The client tracks pagination state - which resource is active, what page we're on:

let currentResource = null;
let currentPage = 0;
const PAGE_SIZE = 25;

async function nextPage() {
    if (!currentResource) return;

    const skip = (currentPage + 1) * PAGE_SIZE;
    const result = await fetchPage(currentResource.url, skip, PAGE_SIZE);

    if (result.data.length > 0) {
        currentPage++;
        displayResults(result);
    }
}

Each navigation triggers a fresh HTTP request. The server re-executes the stored query with new pagination parameters. No client-side caching of full result sets.

The demo uses a terminal UI with blessed for rendering, but the fetching logic works with any framework. React, Vue, vanilla JS - it's just HTTP.

(Client entry point)


What's Not Covered

This implementation is a demonstration. Production systems need more:

Resource expiration - The in-memory store grows forever. Add TTLs and a cleanup job. 15 minutes covers most interactive sessions; let users pin resources they want to keep.

Authentication - Who can access which resources?
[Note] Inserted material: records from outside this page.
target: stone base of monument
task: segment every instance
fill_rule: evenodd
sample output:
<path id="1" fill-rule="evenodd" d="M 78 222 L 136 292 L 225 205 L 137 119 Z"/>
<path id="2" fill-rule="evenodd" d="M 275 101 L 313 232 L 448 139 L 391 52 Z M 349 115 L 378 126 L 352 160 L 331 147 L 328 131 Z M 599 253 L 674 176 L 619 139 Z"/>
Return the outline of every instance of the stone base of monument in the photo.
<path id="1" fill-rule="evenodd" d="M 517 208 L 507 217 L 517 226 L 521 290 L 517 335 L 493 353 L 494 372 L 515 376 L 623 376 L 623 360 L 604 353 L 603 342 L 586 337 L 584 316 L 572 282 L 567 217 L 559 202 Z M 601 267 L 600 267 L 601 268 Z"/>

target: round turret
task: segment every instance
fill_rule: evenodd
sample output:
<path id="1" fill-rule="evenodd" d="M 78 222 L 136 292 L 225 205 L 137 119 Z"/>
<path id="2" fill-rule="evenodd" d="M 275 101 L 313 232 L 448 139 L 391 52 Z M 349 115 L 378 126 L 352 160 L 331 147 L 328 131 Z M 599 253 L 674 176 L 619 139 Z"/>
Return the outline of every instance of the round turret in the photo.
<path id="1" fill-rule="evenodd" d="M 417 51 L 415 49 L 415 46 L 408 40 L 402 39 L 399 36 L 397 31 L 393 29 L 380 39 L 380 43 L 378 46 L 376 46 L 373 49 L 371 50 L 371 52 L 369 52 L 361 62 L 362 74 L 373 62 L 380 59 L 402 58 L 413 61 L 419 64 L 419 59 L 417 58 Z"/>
Bind resources to user/tenant IDs at creation time, validate on fetch.

Persistent storage - Replace the in-memory Map with Redis or a database. Required for multi-server deployments.

Long-running queries - Some queries take seconds. MCP Tasks let you return immediately with a task ID, then poll for completion. The dual response structure fits naturally into task results.

Query security - If you're accepting SQL from the LLM, validate it. Read-only connections, row-level security, query timeouts.

The core pattern - sample for the LLM, resource link for the app - stays the same. The infrastructure around it scales with your requirements.